Our older two teens are close to finishing high school, and we’re starting to think about moving them into the adult phase of their lives. That means managing their own online presence and technology, and making sure they have full ownership of their profiles.
And that led to the big password talk.
Right now, they only have a few key passwords to remember – their school email and their personal email addresses, maybe a couple of social media account passwords, too. We’ve talked to them in the past about how to generate a strong password, but since they have to remember their passwords for logging in, they usually pick something that is based on real words, and they share the same password for most of their accounts.
Recently their dad introduced them to an online password manager. You can install it on your phone or laptop to work in browsers, to keep track of your passwords with one super master password. We already use software like this to manage our own online security; passing it on to our kids was something I hadn’t really thought of before, but it definitely fits into the “life skill” category.

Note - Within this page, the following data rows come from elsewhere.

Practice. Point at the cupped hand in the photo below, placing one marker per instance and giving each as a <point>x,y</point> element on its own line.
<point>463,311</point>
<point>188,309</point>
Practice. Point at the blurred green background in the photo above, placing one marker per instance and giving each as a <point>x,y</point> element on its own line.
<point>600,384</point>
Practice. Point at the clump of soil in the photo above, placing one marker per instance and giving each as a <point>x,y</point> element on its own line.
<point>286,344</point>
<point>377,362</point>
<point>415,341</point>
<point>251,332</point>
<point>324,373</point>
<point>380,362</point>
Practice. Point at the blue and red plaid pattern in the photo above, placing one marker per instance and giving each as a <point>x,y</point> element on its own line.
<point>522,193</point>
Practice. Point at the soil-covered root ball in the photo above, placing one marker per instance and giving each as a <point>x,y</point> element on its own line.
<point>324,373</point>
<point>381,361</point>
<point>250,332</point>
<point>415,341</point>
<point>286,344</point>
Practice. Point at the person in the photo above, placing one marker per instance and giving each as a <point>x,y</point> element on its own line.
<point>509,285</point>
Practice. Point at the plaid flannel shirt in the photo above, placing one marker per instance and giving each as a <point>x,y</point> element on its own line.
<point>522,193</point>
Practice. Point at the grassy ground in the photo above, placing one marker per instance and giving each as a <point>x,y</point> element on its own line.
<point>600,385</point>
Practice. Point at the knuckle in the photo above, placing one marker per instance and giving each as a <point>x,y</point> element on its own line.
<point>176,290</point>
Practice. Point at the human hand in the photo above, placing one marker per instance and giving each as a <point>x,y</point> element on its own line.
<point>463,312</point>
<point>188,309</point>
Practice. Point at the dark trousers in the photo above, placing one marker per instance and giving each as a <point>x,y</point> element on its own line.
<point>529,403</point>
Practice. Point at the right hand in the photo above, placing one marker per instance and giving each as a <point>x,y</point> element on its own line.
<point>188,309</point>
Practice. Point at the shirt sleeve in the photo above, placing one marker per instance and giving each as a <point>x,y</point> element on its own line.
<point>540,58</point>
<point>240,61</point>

The manager allows them to create more secure passwords, and finally set up different passwords for each account – it even checks to make sure their saved passwords are complex and aren’t duplicated. We’ve been able to talk more about online security and why it’s important to protect their online accounts. And we’ve warned them about the sheer number of online accounts they’ll probably be setting up as they move into their post-secondary years, and how managing all those accounts is just a fact of life these days.
Most importantly, it allows them to take charge of their own online presence. Although they required some hand holding to actually implement it and set it up, we know we’re preparing them for a happy and healthy online life going forward.
We all have dozens of online accounts, and security is so important. It’s not something our parents had to teach us; it wasn’t even on my radar when my kids got their first cell phones. But it’s yet another skill that’s a requirement for them to succeed in today’s internet-focused world.
Have you taught your kids to use a password manager?